A major Herbalife Ltd. (NYSE:HLF) distributor was found dead on Sunday in what the New York Post calls an “apparent suicide.” John Peterson, a 58 year old Herbalife Ltd. (NYSE:HLF) salesman who was at the top of the Multi Level Marketing Company’s pyramid was found in a vehicle outside of his home in Steamboat Springs, Colorado.
According to police spokesperson Ray Birch, Peterson was killed by a single gunshot wound. An initial investigation indicated that the injury was self inflicted. The New York Post said that Herbalife Ltd. (NYSE:HLF) refused to comment on “private family matters.” The company circulated a memo to distributors which said Peterson “passed away suddenly, following a tragic accident at his home.”
The New York Post article on Peterson’s death described the salesman as “picture-perfect,” and “living the Herbalife dream.” The piece describes Peterson as living a “lavish lifestyle,” with multiple homes, expensive vacations and private aircraft.
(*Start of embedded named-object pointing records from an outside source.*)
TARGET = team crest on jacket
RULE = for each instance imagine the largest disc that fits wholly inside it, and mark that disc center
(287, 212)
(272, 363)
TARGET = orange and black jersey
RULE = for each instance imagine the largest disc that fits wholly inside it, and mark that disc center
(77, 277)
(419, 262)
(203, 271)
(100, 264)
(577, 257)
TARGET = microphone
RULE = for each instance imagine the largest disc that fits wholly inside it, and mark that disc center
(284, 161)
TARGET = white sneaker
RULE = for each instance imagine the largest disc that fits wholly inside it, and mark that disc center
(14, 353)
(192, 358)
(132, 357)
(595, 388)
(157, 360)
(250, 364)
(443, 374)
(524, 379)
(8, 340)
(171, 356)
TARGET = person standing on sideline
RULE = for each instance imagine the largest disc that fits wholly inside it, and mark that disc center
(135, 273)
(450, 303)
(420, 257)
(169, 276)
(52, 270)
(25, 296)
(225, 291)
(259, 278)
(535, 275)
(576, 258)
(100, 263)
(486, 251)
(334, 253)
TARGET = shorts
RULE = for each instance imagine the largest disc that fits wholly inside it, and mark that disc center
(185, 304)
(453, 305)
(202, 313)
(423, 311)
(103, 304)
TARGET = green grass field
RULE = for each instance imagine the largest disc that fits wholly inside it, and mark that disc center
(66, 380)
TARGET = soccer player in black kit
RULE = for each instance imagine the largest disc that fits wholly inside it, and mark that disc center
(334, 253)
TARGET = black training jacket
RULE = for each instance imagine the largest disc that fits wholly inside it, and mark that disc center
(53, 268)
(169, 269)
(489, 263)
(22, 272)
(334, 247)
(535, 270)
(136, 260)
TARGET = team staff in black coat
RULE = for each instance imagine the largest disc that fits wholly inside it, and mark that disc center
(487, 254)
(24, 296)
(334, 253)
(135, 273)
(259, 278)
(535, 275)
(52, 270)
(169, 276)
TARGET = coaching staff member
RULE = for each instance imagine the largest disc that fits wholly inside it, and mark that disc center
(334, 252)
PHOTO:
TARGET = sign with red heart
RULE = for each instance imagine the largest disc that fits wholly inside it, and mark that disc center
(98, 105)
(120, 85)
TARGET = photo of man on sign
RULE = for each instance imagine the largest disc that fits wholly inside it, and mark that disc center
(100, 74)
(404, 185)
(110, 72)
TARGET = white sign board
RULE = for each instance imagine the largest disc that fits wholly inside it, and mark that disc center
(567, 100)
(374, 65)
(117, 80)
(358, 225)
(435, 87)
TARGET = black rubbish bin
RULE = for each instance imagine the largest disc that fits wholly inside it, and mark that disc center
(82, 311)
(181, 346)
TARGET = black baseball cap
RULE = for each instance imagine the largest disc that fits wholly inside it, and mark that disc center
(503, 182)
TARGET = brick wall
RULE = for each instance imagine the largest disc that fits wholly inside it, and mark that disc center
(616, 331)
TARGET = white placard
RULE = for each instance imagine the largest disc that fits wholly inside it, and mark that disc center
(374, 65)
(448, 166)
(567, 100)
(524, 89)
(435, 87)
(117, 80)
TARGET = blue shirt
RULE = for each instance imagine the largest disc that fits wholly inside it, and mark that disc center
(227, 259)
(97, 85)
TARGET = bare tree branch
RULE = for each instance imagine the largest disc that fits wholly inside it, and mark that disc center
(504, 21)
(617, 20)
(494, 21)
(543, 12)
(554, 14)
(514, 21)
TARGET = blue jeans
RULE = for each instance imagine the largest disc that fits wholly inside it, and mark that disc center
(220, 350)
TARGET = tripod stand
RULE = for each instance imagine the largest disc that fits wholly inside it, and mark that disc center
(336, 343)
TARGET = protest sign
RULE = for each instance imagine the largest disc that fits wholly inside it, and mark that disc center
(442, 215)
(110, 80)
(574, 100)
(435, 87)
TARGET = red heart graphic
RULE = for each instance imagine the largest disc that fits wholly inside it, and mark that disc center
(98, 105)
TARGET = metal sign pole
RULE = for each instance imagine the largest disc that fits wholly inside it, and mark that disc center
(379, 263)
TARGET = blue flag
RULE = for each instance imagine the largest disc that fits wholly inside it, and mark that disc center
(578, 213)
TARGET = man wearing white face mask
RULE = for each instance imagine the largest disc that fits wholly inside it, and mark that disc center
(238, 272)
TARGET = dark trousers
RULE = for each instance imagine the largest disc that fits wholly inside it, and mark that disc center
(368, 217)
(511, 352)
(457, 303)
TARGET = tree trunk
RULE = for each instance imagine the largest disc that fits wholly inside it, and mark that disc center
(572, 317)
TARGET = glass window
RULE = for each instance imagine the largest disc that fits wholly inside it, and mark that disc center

Peterson was named Herbalife’s top distributor ten times in his tenure at the company. He had been working with the company since he left the real estate business in Houston, Texas in the early 1980s.
Herbalife Ltd. (NYSE:HLF) came to light in the investment world in a big way last December when veteran hedge fund manager Bill Ackman announced he was shorting the company, and called it a pyramid scheme. That short hasn’t gone well, and shares in the company have risen by more than 90% since the start of 2013.
Herbalife Ltd. (NYSE:HLF) has been criticized for advertising the kind of income that people like Peterson were earning as an incentive to get distributors to buy its product. The structure of the company meant that very few of its distributors were able to earn that kind of money however, and that has led the company to be described as a pyramid scheme.